Wacken unter Dach

Es war Freitag, als ich eine SMS von meinem Engel bekam, während ich mir noch über meinem Schreibtisch im Büro den Kopf über einen schwierigen Fall zerbrach. „Wollen wir heute doch zu meiner Schwester fahren? Sie wird 18…“.
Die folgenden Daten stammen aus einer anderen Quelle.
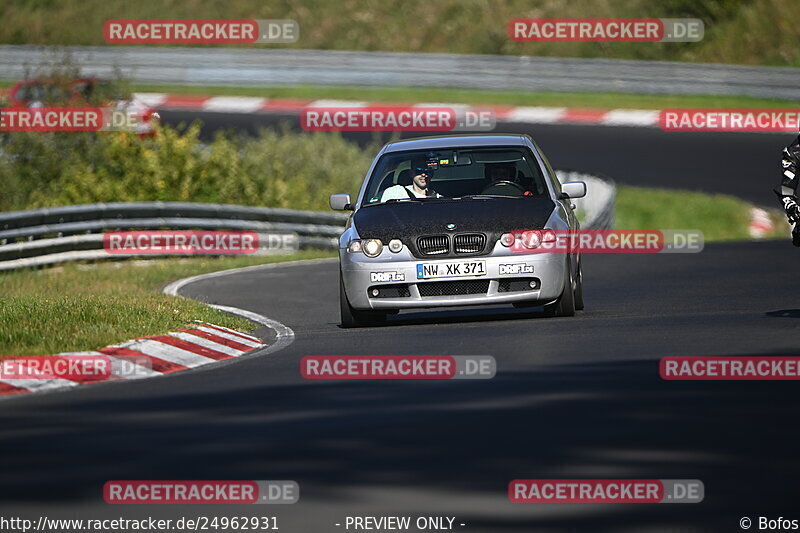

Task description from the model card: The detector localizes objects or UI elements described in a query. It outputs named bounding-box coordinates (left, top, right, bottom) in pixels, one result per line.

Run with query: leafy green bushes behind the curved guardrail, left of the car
left=0, top=124, right=374, bottom=211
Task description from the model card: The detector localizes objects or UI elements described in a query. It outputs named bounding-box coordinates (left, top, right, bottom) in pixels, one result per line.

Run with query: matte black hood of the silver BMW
left=353, top=197, right=556, bottom=244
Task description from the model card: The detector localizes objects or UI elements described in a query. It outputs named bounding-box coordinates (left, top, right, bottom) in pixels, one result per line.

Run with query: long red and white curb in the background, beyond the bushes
left=134, top=93, right=660, bottom=127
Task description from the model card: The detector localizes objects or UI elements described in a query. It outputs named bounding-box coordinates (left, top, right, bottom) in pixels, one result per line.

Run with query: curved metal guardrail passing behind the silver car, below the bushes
left=0, top=171, right=615, bottom=271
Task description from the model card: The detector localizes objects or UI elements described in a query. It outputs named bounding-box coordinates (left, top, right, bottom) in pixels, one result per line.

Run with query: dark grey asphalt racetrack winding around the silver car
left=0, top=117, right=800, bottom=533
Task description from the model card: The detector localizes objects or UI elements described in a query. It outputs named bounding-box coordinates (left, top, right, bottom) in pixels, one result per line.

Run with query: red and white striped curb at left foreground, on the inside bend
left=0, top=322, right=267, bottom=396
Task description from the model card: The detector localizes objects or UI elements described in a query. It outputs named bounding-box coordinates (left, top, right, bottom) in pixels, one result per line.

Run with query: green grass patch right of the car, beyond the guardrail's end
left=616, top=186, right=788, bottom=242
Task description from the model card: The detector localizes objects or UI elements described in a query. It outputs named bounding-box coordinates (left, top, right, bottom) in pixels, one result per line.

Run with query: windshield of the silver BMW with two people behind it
left=362, top=147, right=548, bottom=206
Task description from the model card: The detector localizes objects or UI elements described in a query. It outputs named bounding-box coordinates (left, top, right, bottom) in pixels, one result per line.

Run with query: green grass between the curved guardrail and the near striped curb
left=0, top=251, right=333, bottom=355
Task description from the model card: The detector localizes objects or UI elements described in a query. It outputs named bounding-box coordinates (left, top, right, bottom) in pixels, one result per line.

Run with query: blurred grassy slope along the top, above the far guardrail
left=0, top=0, right=800, bottom=66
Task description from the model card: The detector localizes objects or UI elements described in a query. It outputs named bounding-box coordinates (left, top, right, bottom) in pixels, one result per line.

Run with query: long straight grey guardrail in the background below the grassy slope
left=0, top=45, right=800, bottom=99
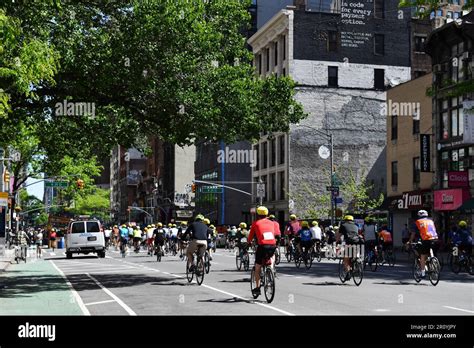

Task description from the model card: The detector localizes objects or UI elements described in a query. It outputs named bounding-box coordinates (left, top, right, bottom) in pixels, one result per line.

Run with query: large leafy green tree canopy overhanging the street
left=2, top=0, right=304, bottom=155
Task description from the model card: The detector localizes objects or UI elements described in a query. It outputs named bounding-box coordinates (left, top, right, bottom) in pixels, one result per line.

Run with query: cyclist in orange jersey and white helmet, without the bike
left=409, top=210, right=438, bottom=278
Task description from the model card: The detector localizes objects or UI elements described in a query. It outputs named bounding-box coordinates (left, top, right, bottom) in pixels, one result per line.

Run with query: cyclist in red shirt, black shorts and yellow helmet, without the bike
left=248, top=206, right=276, bottom=295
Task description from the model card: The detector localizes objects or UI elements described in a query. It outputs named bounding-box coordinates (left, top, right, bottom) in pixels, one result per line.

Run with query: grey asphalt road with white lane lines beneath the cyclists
left=0, top=249, right=474, bottom=315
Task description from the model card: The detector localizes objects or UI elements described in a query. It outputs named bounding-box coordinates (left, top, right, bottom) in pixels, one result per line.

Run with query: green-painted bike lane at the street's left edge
left=0, top=253, right=83, bottom=315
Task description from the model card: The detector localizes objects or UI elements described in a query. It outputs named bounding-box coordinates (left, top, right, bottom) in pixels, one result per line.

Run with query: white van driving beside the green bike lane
left=66, top=220, right=105, bottom=259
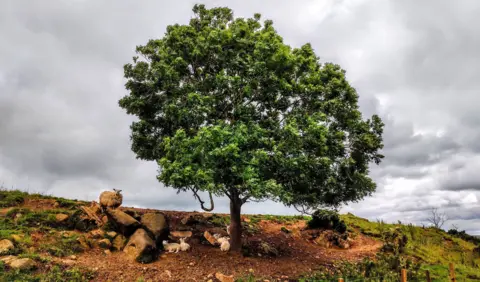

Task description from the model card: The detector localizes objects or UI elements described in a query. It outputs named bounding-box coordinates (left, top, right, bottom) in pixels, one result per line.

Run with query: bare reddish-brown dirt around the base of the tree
left=9, top=199, right=382, bottom=281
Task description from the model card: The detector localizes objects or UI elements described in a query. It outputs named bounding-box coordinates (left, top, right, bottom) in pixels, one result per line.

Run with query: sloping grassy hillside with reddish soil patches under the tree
left=0, top=191, right=480, bottom=281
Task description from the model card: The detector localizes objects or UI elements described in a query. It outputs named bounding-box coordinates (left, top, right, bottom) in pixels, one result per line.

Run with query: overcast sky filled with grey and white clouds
left=0, top=0, right=480, bottom=234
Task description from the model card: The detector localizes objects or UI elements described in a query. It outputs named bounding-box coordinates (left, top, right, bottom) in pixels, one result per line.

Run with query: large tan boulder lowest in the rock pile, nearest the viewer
left=123, top=229, right=156, bottom=263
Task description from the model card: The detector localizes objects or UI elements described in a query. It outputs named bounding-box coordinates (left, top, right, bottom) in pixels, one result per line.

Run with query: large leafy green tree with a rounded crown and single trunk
left=119, top=5, right=383, bottom=251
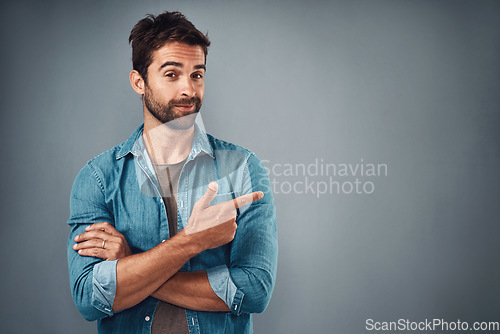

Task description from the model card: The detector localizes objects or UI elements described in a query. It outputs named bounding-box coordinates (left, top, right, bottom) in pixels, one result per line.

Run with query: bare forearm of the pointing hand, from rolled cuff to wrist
left=113, top=232, right=200, bottom=312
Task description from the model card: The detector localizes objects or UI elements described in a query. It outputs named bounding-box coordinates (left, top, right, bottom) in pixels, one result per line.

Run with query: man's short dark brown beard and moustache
left=144, top=86, right=201, bottom=130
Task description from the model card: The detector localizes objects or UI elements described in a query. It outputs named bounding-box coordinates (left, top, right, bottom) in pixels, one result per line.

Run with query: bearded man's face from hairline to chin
left=144, top=42, right=205, bottom=129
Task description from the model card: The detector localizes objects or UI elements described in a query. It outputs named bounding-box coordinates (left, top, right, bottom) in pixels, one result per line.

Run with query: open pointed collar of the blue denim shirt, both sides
left=116, top=123, right=215, bottom=161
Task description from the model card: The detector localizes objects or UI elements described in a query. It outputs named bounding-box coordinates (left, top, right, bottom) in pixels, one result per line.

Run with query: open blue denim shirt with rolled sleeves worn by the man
left=67, top=125, right=278, bottom=334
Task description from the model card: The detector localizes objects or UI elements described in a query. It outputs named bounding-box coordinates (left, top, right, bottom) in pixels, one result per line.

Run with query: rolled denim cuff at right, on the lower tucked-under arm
left=207, top=265, right=245, bottom=315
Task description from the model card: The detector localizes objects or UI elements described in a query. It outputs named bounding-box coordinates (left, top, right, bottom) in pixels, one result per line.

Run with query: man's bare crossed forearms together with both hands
left=73, top=182, right=263, bottom=312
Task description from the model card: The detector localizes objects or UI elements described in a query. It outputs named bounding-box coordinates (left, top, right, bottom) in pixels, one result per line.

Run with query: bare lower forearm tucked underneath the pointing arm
left=152, top=271, right=229, bottom=312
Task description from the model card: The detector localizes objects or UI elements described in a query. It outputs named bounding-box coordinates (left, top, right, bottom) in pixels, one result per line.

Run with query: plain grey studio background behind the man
left=0, top=1, right=500, bottom=334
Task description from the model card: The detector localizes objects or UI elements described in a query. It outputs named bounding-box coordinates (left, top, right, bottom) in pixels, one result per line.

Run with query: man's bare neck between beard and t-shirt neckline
left=142, top=110, right=194, bottom=164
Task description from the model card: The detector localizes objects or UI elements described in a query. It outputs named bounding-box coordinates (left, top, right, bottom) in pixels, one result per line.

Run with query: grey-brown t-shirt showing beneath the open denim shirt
left=151, top=160, right=189, bottom=334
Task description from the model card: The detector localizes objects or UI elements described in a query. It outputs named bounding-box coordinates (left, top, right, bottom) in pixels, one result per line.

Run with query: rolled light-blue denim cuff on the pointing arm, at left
left=92, top=260, right=118, bottom=316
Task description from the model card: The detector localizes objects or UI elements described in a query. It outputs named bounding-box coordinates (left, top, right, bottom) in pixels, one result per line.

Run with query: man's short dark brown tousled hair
left=128, top=12, right=210, bottom=82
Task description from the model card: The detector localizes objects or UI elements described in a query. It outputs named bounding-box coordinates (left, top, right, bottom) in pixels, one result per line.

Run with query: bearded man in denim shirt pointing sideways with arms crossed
left=68, top=12, right=277, bottom=334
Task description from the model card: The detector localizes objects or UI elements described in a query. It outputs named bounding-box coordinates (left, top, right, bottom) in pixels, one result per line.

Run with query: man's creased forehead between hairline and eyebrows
left=152, top=42, right=205, bottom=66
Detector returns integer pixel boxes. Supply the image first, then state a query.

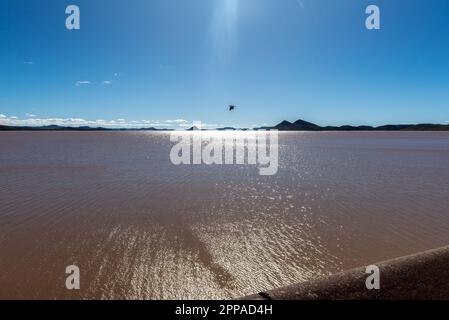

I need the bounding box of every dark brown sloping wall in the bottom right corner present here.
[243,246,449,300]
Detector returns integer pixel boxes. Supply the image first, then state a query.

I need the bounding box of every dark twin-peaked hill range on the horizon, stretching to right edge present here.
[272,120,449,131]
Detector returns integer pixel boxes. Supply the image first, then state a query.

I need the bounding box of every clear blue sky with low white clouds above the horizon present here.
[0,0,449,127]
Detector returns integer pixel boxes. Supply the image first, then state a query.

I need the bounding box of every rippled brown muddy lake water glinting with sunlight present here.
[0,132,449,299]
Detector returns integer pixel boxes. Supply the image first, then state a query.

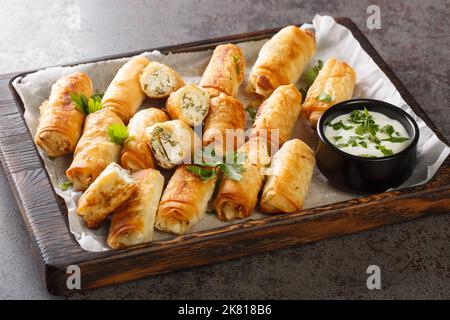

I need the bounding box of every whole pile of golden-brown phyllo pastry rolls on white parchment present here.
[35,26,356,248]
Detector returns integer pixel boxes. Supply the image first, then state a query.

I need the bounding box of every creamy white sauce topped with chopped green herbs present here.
[324,109,411,158]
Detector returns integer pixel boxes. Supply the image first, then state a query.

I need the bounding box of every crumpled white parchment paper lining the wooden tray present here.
[14,15,450,251]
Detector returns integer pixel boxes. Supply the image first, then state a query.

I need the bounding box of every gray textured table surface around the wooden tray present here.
[0,0,450,299]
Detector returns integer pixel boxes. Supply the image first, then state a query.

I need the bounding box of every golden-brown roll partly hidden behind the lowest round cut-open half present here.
[120,108,169,172]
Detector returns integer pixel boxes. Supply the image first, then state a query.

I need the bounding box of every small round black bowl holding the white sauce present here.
[316,99,419,192]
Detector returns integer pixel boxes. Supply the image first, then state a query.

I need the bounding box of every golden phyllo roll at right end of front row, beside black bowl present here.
[259,139,316,213]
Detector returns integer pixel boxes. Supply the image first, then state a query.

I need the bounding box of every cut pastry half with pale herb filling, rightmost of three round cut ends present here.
[166,84,210,127]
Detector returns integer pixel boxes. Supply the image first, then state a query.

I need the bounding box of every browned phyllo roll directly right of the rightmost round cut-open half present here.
[203,93,245,154]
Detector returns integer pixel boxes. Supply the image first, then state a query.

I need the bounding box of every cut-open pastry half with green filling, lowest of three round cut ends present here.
[145,120,199,169]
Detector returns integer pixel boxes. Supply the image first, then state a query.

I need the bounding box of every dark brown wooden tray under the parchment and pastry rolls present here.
[0,18,450,295]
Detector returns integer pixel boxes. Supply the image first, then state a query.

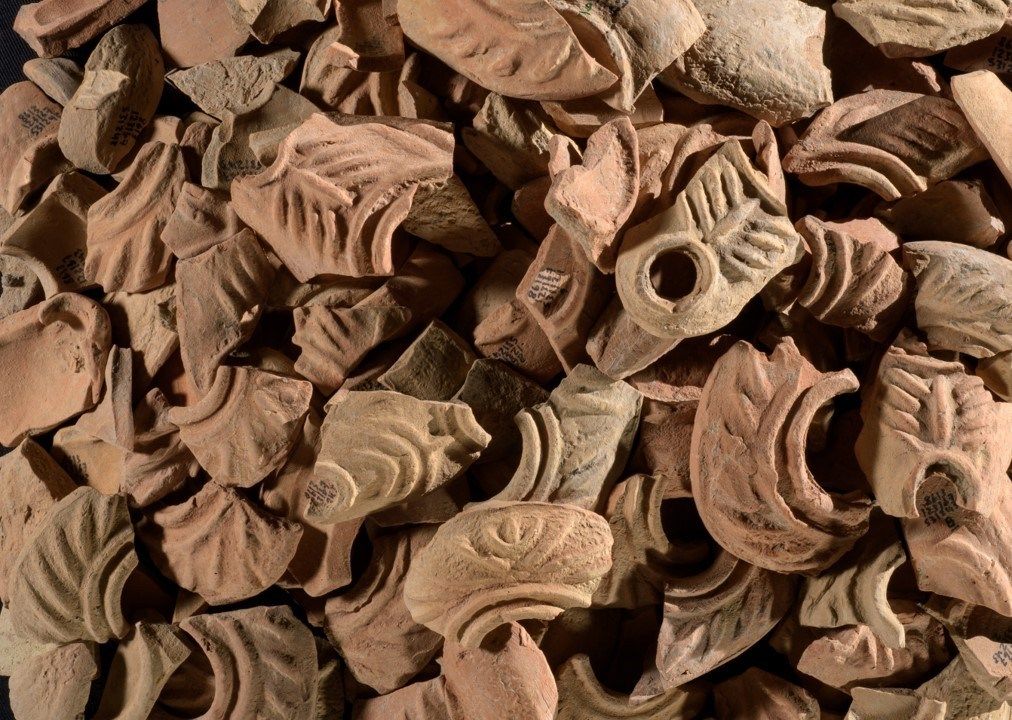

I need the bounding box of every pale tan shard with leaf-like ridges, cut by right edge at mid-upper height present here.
[903,240,1012,357]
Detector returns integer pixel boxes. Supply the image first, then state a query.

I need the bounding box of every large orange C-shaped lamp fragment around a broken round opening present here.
[689,338,870,574]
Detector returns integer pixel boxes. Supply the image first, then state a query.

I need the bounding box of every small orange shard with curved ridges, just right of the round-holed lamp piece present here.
[797,216,913,342]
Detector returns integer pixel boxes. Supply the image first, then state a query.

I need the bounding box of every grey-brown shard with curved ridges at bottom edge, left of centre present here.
[174,606,317,720]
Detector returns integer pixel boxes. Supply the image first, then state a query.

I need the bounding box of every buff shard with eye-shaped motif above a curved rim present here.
[404,502,611,647]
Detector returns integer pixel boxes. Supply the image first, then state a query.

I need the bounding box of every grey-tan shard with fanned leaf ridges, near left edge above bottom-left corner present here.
[10,487,138,643]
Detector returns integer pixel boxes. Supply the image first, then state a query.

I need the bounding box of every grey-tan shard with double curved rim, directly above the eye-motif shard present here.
[496,366,643,510]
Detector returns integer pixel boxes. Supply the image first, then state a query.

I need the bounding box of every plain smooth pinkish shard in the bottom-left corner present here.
[10,642,98,720]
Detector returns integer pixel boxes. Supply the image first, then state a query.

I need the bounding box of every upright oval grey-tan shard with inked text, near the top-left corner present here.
[59,25,165,174]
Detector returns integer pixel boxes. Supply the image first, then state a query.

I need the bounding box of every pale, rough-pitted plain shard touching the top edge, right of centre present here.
[661,0,833,128]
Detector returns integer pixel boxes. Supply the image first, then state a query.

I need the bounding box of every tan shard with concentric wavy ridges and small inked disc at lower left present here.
[305,390,491,523]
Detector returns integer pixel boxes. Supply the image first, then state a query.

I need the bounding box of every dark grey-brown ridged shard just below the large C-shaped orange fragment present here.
[657,551,794,688]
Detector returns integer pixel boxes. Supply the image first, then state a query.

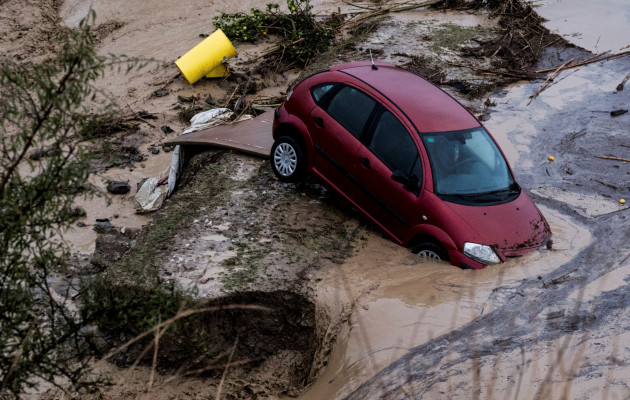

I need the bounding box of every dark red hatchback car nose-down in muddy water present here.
[271,62,551,269]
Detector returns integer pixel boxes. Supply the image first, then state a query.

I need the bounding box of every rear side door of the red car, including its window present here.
[307,84,376,195]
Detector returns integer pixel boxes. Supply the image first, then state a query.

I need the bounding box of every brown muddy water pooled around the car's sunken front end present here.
[300,208,592,400]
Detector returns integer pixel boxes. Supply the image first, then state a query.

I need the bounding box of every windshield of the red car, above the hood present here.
[421,127,520,202]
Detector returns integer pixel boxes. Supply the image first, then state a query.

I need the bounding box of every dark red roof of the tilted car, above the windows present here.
[330,61,481,132]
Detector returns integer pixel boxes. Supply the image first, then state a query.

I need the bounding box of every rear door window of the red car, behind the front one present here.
[326,86,376,139]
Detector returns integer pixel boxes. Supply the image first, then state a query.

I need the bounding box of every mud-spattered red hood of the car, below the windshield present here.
[448,190,551,261]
Wir sind gefahren. Nachdem ich mir in der Stadt noch eine anständige Frisur hab schneiden lassen kamen wir rund drei oder vier Stunden später an. Zugegeben, 18 sind wir beide nicht mehr und so zogen wir den Altersdurchschnitt doch ein ganz klein wenig nach oben, aber die Party war ziemlich geil! Ich musste nicht fahren (hab mich auf der Hinfahrt schon durch Regen und Dunkelheit gekämpft) und so konnte ich getrost auch mal zulangen. Nach Mitternacht wurde uns dann das Gästezimmer angeboten, denn es hätten ansonsten noch zwei Stunden Rückfahrt vor uns gelegen. Wir zögerten nicht und nahmen das Angebot an. So konnte auch Engelchen zu Bier und Whiskey greifen (igitt!!).

Zum Wohl!

Dumm, dass er am Samstag um elf Uhr arbeiten musste, denn nachdem wir gegen halb fünf im Gästebett gelandet waren mussten wir um acht Uhr auch schon wieder aufstehen. Um mich herum drehte sich die Welt noch ziemlich und das ganze Haus schlief, als wir uns leise, um niemanden zu wecken, davonschlichen. Nur Rabbit die Hauskatze beäugte uns argwöhnisch, als wir auf Zehenspitzen durch die Küche rutschten.

Zwei Stunden später lag Wacken hinter uns und in der Marzipanstadt lag ich in meinem kuschligen Bett, während mein armes Engelchen zur Arbeit musste. Ich kletterte natürlich auch erst wieder unter der Bettdecke hervor, als er gegen Abend heimkam.